Partial Training for Massive Results

You have been struggling in the gym day after day, week after week and you still look the same now as you did last year. You read all the muscle magazines, surfed the Net and read forums to get the absolute best training advice. Why are you not gaining muscle at the rate you desire?

Many people venture onto resistant training in hopes to build some good solid and dense muscle, but many go to the gym everyday, unsure of what they are doing and even unclear of what they really want the outcome to be.

If you want muscle, you have to build it. It's as simple as that. Building muscle takes time and effort.

One problem many encounter when trying to gain muscle size and strength is training too often. Everyone goes through this phase. Many are told to back off while others must learn the hard way.

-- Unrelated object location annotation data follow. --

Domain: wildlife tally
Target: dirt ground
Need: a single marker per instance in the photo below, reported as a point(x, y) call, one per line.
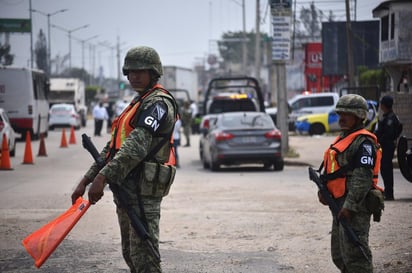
point(240, 221)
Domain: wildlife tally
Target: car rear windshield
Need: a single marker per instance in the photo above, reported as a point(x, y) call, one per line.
point(59, 109)
point(247, 121)
point(228, 105)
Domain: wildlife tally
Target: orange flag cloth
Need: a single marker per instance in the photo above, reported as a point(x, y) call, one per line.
point(41, 243)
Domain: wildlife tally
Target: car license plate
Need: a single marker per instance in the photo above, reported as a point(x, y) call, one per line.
point(248, 139)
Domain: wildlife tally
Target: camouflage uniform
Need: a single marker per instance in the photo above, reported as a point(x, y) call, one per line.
point(346, 255)
point(141, 140)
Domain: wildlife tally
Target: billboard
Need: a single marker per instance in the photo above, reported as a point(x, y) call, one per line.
point(335, 52)
point(15, 25)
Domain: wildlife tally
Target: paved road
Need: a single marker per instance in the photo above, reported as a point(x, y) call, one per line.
point(236, 220)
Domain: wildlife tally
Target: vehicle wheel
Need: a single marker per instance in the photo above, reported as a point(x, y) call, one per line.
point(205, 164)
point(84, 121)
point(214, 166)
point(267, 165)
point(278, 165)
point(316, 129)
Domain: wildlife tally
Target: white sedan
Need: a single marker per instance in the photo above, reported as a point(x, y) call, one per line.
point(64, 115)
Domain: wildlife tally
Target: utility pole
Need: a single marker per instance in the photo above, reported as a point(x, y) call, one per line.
point(257, 42)
point(281, 42)
point(351, 79)
point(31, 36)
point(244, 50)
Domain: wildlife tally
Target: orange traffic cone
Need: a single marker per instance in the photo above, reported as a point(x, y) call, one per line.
point(28, 154)
point(42, 147)
point(63, 143)
point(5, 163)
point(72, 139)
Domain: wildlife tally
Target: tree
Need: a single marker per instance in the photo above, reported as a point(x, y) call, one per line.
point(41, 52)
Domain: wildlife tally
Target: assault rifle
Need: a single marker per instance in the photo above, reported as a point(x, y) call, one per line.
point(122, 197)
point(335, 211)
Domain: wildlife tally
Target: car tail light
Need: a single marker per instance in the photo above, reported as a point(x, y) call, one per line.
point(274, 134)
point(221, 136)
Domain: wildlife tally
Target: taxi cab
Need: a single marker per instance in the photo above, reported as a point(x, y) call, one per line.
point(318, 124)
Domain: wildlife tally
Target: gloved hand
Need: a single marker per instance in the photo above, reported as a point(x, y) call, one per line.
point(345, 213)
point(96, 189)
point(321, 200)
point(80, 189)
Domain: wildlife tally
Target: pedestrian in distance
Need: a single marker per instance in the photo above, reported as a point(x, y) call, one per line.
point(388, 131)
point(187, 122)
point(138, 159)
point(99, 116)
point(176, 140)
point(350, 171)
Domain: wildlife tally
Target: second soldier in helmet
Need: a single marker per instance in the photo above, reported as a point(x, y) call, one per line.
point(350, 170)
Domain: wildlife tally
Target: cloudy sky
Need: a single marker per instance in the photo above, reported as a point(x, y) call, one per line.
point(184, 32)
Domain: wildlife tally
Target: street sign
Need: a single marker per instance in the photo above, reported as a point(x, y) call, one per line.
point(15, 25)
point(281, 40)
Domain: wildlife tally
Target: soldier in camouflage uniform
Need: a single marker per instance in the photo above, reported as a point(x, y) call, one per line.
point(187, 122)
point(148, 119)
point(350, 165)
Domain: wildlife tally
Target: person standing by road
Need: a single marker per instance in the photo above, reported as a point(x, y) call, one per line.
point(187, 122)
point(389, 129)
point(99, 115)
point(176, 140)
point(137, 158)
point(351, 166)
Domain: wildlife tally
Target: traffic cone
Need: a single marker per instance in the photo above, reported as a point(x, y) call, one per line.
point(63, 143)
point(28, 154)
point(5, 163)
point(42, 147)
point(72, 139)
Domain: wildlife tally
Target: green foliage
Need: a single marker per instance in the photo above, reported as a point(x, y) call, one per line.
point(372, 77)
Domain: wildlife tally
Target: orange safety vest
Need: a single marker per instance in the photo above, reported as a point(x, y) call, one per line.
point(121, 126)
point(335, 174)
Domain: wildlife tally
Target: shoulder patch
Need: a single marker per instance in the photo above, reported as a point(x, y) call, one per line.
point(366, 156)
point(152, 117)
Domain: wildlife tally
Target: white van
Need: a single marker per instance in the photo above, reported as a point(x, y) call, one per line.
point(23, 95)
point(311, 104)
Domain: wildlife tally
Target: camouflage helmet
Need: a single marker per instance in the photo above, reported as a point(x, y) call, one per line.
point(354, 104)
point(141, 58)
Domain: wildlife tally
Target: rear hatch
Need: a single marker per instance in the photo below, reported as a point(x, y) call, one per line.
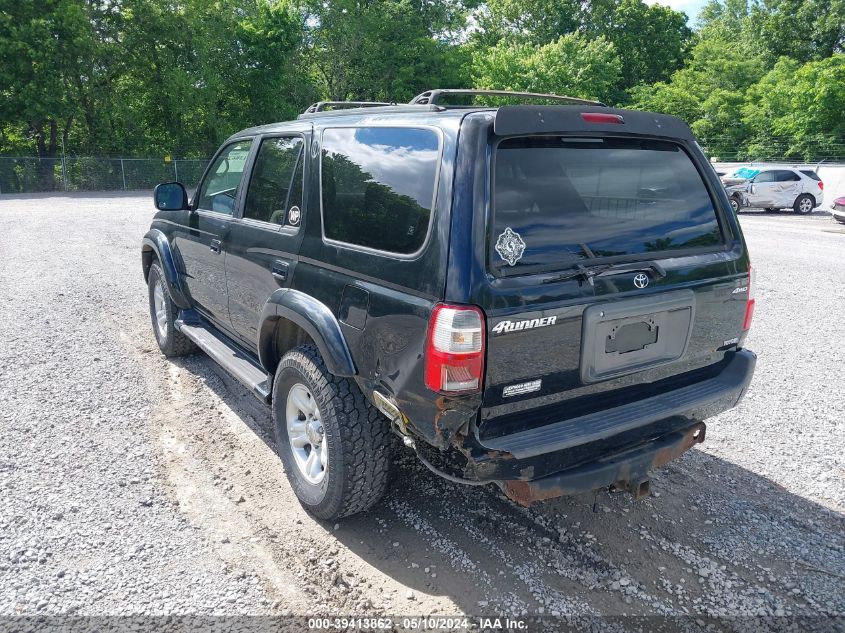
point(612, 273)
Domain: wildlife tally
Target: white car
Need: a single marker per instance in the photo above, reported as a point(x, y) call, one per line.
point(838, 210)
point(774, 188)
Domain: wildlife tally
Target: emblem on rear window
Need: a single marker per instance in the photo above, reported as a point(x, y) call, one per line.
point(510, 246)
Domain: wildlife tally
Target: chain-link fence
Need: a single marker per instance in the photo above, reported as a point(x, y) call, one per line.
point(25, 174)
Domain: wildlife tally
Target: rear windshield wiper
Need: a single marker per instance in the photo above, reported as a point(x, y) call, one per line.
point(589, 273)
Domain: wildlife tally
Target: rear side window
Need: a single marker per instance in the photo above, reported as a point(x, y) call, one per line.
point(571, 199)
point(378, 186)
point(276, 183)
point(784, 175)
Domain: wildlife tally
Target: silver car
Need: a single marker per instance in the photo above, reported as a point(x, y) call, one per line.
point(774, 188)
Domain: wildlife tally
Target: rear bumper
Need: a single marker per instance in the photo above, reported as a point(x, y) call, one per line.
point(626, 470)
point(595, 450)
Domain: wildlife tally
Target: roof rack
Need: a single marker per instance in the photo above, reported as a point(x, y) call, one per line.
point(432, 97)
point(321, 106)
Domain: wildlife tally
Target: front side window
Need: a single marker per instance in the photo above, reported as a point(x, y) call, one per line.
point(378, 186)
point(571, 199)
point(220, 188)
point(275, 187)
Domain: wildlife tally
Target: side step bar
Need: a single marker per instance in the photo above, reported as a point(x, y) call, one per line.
point(226, 354)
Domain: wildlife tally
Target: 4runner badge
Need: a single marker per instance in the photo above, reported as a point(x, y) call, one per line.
point(510, 246)
point(503, 327)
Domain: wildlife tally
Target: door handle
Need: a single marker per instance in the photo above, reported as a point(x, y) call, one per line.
point(280, 270)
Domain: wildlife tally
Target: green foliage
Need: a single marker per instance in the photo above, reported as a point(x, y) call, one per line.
point(572, 65)
point(757, 78)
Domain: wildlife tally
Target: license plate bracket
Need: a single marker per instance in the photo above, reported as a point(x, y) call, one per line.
point(634, 334)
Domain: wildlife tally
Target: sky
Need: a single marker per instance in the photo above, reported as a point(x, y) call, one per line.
point(690, 7)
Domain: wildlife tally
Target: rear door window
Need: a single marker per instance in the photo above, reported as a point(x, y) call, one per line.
point(572, 199)
point(275, 188)
point(378, 186)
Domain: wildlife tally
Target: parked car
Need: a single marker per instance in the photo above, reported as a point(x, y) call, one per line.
point(549, 298)
point(775, 188)
point(838, 209)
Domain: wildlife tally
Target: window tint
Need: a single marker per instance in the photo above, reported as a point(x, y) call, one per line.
point(378, 186)
point(220, 188)
point(786, 176)
point(275, 186)
point(573, 199)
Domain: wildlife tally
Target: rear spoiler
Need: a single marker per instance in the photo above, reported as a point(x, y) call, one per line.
point(527, 119)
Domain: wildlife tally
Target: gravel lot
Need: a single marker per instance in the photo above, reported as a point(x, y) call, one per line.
point(134, 485)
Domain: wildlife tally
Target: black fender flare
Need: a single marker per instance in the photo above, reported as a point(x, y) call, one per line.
point(155, 241)
point(316, 319)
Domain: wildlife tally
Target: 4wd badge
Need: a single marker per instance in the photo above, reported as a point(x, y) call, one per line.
point(510, 246)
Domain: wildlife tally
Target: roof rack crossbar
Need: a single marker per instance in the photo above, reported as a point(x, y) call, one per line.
point(432, 97)
point(321, 106)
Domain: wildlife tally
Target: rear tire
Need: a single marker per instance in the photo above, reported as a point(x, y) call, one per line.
point(164, 313)
point(335, 447)
point(804, 204)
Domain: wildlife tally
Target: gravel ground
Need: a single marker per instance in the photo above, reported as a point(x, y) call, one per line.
point(134, 485)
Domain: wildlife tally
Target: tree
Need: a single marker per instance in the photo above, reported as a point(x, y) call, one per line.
point(45, 47)
point(385, 50)
point(574, 65)
point(651, 40)
point(801, 103)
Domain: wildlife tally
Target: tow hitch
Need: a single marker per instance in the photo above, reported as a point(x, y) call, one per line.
point(625, 471)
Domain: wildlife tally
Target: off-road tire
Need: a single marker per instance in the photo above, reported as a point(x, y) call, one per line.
point(797, 206)
point(358, 437)
point(171, 342)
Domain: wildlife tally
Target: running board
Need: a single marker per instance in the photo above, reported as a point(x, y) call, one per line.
point(229, 357)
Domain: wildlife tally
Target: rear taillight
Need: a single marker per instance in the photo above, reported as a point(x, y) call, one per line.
point(454, 349)
point(749, 304)
point(601, 117)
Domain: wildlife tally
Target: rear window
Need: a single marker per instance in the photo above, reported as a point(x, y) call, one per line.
point(558, 201)
point(378, 186)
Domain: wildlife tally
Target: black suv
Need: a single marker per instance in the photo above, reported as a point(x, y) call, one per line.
point(546, 297)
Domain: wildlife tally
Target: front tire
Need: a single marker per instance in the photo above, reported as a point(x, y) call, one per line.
point(335, 447)
point(804, 204)
point(163, 313)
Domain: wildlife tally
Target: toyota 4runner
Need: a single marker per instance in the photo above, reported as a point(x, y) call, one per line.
point(551, 298)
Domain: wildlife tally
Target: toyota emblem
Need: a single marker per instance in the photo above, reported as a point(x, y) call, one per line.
point(640, 280)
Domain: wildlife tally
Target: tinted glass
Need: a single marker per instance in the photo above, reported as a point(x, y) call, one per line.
point(378, 186)
point(786, 176)
point(220, 188)
point(574, 199)
point(276, 182)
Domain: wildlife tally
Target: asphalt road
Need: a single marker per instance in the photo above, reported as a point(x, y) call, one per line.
point(135, 485)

Another reason for a lack of muscle gains is the failure to change training. All too many people get stuck in a rut of doing 4 sets of 10 reps. Sure, that may be productive your first three weeks in the gym, but if you don't change your sets, reps, or poundage, there is no reason for your body to change. To ignite muscle growth, you must challenge the body and you do that by keeping it off guard and pushing heavy weight.

Note:
The following training program is for advanced lifters. Before venturing onto this program, please have at least three solid months of proper training under your belt to prepare your joints and connective tissue.

What is Partial Training?
One tactic that I like very much and see great success with all the time is training with partial range of motion, commonly referred to as "partials". It's known for its ability to produce strength and size gains in a very short amount of time. This is my best kept secret to muscle mass, size, raw power, and she-brut strength. This tactic is the most effective training technique to build muscle mass FAST.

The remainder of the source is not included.